Implant Site Development

Often times the site that will be receiving a dental implant needs to be developed to meet the parameters needed for successful implant placement and maintenance.


What is site preservation or socket grafting?

Bone loss occurs following tooth extraction. Often, this bone loss leads to functional and esthetic problems that require extensive and complicated procedures to correct. Socket preservation can be performed to prevent this loss from occurring. By placing a bone graft into a fresh extraction socket, and securing the graft with a collagen membrane, bone loss can be minimized, ridge form is better maintained and implants can then be easily placed. This procedure is quick and easy and relatively inexpensive in comparison to ridge modification procedures that are often necessary when site preservation is not performed.

Ridge modification

Defects in the jaw bone often require repair in preparation for the placement of dental implants. This is often true when extractions are performed without site preservation procedures. Various techniques and materials are used for this purpose. For small defects, allografts, xenografts and other synthetic bone substitutes can often be used. For larger defects, your own bone, or specialized proteins are often required. The doctors and staff will let you know which materials will best work for you.

Sinus augmentation

There are three sets of paired sinus cavities within the human skull. The maxillary sinuses are located in the back of the upper jaw close to the roots of the back teeth. When teeth are lost in the back areas of the upper jaw the maxillary sinuses very often expand and destroy adjacent jaw bone compromising dental implant placement. Sinus augmentation (also known as sinus lift or sinus graft) can be performed to reconstruct the bone back to its original state and allow for dental implant placement.
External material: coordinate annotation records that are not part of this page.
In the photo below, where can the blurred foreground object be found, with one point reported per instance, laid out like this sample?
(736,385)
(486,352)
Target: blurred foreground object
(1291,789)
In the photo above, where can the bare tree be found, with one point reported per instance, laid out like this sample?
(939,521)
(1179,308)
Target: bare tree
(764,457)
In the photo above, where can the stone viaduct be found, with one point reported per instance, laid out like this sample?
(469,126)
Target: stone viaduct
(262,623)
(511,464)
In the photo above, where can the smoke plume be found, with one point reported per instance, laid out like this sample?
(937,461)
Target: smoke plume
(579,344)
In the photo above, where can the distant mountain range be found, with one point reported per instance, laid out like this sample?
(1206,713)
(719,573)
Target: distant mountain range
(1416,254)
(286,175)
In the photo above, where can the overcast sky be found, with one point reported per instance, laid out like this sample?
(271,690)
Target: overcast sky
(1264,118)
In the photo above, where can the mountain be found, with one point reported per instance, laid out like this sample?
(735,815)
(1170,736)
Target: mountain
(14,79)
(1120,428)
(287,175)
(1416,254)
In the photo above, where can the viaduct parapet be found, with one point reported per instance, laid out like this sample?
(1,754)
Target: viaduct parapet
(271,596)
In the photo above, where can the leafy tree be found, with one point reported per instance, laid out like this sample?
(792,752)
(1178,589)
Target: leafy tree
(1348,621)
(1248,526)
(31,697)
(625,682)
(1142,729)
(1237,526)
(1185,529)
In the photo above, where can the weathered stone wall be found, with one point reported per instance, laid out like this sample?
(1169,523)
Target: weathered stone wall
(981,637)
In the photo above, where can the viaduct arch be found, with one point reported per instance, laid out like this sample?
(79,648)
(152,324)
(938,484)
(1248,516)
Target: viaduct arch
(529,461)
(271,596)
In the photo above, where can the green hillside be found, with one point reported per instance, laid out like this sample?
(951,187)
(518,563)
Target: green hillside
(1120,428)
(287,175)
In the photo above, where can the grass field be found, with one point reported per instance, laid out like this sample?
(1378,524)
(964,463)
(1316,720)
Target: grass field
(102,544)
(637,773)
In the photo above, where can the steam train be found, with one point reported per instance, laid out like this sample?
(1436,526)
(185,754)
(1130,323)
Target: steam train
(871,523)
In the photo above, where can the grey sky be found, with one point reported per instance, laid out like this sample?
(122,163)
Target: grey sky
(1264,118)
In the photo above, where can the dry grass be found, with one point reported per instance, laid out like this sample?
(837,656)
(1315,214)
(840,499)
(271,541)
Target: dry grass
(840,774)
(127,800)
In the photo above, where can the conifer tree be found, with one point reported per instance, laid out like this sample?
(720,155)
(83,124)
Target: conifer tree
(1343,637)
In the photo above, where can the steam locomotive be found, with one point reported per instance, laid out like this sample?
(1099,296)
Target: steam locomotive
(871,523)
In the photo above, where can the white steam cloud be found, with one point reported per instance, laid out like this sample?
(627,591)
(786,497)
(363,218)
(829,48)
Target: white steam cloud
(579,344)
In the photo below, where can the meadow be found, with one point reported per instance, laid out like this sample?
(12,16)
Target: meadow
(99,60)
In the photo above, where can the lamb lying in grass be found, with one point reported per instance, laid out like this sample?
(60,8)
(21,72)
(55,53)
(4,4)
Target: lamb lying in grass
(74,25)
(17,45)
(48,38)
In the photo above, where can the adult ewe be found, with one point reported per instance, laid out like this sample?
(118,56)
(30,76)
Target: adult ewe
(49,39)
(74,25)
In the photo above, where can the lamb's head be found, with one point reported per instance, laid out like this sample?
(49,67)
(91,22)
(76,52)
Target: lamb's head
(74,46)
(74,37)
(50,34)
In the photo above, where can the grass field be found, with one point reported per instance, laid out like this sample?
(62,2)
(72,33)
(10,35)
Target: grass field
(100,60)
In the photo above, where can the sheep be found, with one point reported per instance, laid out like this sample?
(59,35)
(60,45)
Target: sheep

How can a sinus augmentation help me?

When the sinuses have enlarged in the upper jaw (referred to as “pneumatization”), they often are in the way of dental implant placement. There are two ways to resolve this problem. When the sinuses have dipped down in a mild way, a sinus lift can be performed at the same time that the dental implant is placed through the new dental implant socket. This is commonly referred to the osteotome lift or crestal approach and is relatively quick and easy. However, when the sinuses have dipped significantly, a separate procedure is often needed prior to implant placement. This is a little more involved procedure that takes about an hour to perform. The sinus membrane is accessed inside the mouth, through the side of the jaw and then gently lifted up to its original position. A bone graft is placed beneath it, to stimulate new bone growth in the upper jaw. After approximately 4-6 months of healing, dental implants can then be placed. The success rates of dental implants in a grafted sinus are over 97%.

Soft tissue grafting

Gum tissues often atrophy or shrink, creating both functional and aesthetic dilemmas. The gums can also be damaged during extraction if a dentist is not careful when handling the soft tissues during surgery. Soft tissue grafts can replace missing gum tissues for a better aesthetic outcome as well as to prepare for dental implant placement when needed.